1. A very minor error is that Agent Orange is considered by the Vietnamese to be the cause of the diseases listed in the second paragraph from the 1970s to the present, not just from the 1970s to the ’90s.
2. The entry should include the statement that other mixtures containing dioxin were also sprayed, including Agents Purple, Pink and Green, albeit in lesser amounts.
1. This entry implies that it was the herbicides that are problematic, which is not the case. It was dioxin, a byproduct of manufacture of 2,4,5-T that is of concern. Dioxin is persistent in the environment and in the human body, whereas the herbicides are not. In addition, there was a significant amount of dioxin in Agents Purple, Pink and Green, all of which contained 2, 4, 5 – T as well. However, we have less information on these compounds and they were used in lesser quantities.
2. The entry is on the verge of bias, at least. By use of the word “disputedly” in the second sentence there is at least an implication that the evidence of harm to exposed persons is in question. That is not the case, and the World Health Organization has identified dioxin as a “known human carcinogen”, and other organizations such as the US National Academy of Sciences has documented harmful effects to US Air Force personnel.

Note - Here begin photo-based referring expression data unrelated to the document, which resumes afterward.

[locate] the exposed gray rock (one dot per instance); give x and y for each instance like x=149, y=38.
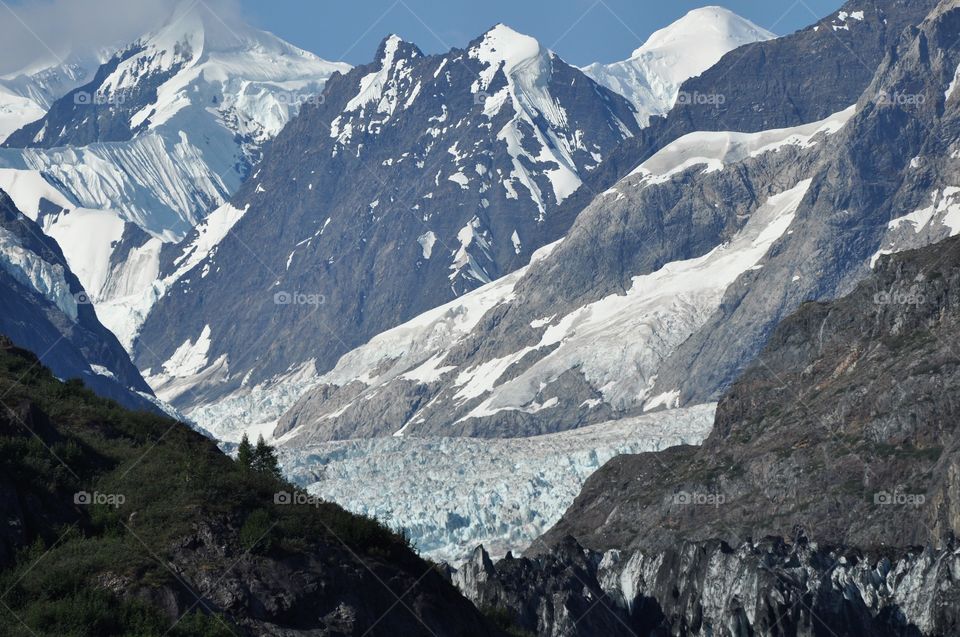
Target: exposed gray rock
x=416, y=178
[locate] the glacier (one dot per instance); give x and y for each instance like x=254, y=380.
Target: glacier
x=451, y=494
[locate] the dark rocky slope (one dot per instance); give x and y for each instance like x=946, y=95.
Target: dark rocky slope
x=120, y=523
x=870, y=186
x=841, y=437
x=413, y=179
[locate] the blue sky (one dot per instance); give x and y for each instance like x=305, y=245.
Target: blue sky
x=581, y=31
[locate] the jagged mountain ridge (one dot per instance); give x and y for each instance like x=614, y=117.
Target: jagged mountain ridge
x=164, y=132
x=652, y=76
x=456, y=163
x=47, y=309
x=532, y=362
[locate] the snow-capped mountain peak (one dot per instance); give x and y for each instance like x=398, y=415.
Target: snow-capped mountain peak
x=503, y=48
x=652, y=76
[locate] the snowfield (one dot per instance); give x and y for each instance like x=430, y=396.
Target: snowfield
x=451, y=494
x=651, y=78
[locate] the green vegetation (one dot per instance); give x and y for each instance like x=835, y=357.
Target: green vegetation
x=262, y=459
x=107, y=493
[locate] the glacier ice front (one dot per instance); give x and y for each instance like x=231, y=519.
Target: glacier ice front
x=451, y=494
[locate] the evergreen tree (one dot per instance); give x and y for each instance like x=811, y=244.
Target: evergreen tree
x=265, y=458
x=245, y=453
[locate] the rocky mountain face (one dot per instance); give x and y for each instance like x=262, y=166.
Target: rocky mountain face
x=144, y=527
x=795, y=79
x=26, y=95
x=703, y=249
x=840, y=437
x=455, y=164
x=652, y=76
x=149, y=143
x=47, y=309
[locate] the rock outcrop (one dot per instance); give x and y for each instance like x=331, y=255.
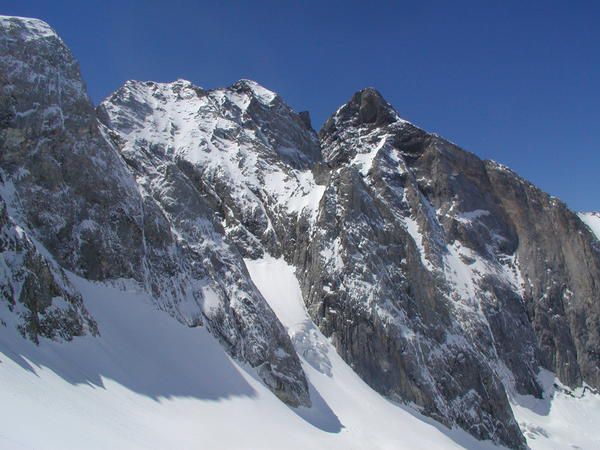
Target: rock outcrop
x=445, y=281
x=80, y=198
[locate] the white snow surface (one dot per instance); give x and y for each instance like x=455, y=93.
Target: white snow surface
x=562, y=419
x=154, y=383
x=30, y=29
x=592, y=220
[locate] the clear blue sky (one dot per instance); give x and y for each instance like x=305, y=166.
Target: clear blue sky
x=518, y=82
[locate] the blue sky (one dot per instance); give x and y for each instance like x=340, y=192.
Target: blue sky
x=518, y=82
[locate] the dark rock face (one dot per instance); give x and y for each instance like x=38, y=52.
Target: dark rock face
x=443, y=280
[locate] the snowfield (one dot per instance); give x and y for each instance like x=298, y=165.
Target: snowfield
x=154, y=383
x=592, y=220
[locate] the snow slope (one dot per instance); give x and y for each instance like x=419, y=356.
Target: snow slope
x=154, y=383
x=592, y=220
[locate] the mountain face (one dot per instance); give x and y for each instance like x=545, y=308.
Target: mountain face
x=70, y=190
x=443, y=280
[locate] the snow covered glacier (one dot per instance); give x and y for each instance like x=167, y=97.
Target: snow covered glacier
x=183, y=267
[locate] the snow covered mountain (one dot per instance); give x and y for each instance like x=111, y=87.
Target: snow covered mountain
x=391, y=289
x=592, y=220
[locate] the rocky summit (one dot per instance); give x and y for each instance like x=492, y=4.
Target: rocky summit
x=444, y=281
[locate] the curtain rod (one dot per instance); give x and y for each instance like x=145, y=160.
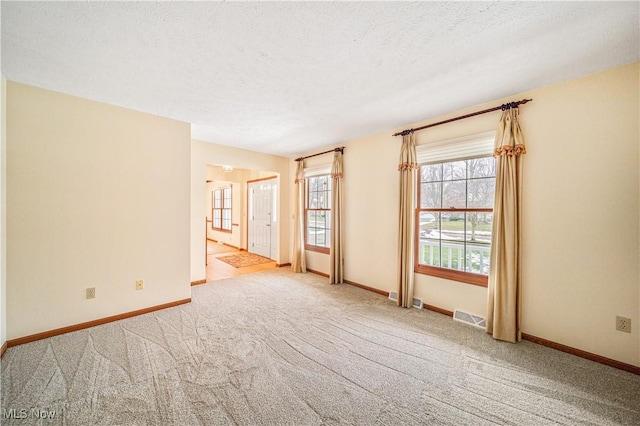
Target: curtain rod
x=341, y=149
x=503, y=107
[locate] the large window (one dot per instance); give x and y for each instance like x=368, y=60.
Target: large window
x=221, y=209
x=318, y=213
x=454, y=219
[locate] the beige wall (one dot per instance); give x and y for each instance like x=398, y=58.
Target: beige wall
x=97, y=196
x=257, y=165
x=3, y=213
x=581, y=213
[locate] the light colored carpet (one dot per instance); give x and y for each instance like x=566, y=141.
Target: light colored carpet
x=277, y=348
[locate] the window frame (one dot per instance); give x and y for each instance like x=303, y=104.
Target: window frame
x=437, y=271
x=307, y=245
x=222, y=209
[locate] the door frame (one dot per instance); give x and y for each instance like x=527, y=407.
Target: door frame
x=277, y=232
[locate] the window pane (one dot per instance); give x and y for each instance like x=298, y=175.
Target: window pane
x=313, y=184
x=481, y=167
x=452, y=255
x=313, y=200
x=431, y=173
x=453, y=226
x=429, y=225
x=454, y=170
x=430, y=195
x=311, y=220
x=429, y=252
x=480, y=193
x=478, y=259
x=479, y=226
x=454, y=194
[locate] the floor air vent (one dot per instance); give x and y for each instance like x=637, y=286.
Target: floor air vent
x=470, y=319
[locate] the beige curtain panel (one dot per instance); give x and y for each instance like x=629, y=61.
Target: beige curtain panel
x=408, y=168
x=298, y=263
x=336, y=272
x=505, y=275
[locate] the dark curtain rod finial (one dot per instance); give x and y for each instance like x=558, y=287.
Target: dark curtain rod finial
x=339, y=149
x=502, y=107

1. The aldol REACTION is not the same as the aldol CONDENSATION.
2. Sodium hydroxide is by no means the only base to be used in the aldol and acid catalysed aldol reactions also occur (usually with concomitant loss of water).
3. The reaction steps in the second reaction sequence should be equilibria up to the dehydration step.
4. In particular, there is no mention of the acid catalysed process and scant mention of related reactions
1. The mechanisms of base and acid catalysed aldol reactions should have every step as an equilibrium process
2. The acid catalysed process should include the dehydration step, which occurs spontaneously under acid conditions and, being effectively irreversible, pulls the equilibrium through to product.
3. The statement that LDA is avoided [if] at all possible as it is difficult to handle is rubbish. Organic chemists routinely use this reagent – which they either make as required or use commercially available material.
If you were to state the conclusion of the Nature survey accurately, then, the most you could say is something like this: “If you only look at scientific topics, if you ignore the structure and clarity of the writing, and if you treat all inaccuracies as equivalent, then you would still find that Wikipedia has about 32% more errors and omissions than Encyclopedia Britannica.” That’s hardly a ringing endorsement.
The problem with those who would like to use “open source” as a metaphor, stretching it to cover the production of encyclopedias, media, and other sorts of information, is that they tend to focus solely on the “community” aspect of the open-source-software model. They ignore the fact that above the programmer community is a carefully structured hierarchy, a group of talented individuals who play a critical oversight role in filtering the contributions of the community and ensuring the quality of the resulting code. Someone is in charge, and experts do count.
The open source model is not a democratic model. It is the combination of community and hierarchy that makes it work. Community without hierarchy means mediocrity.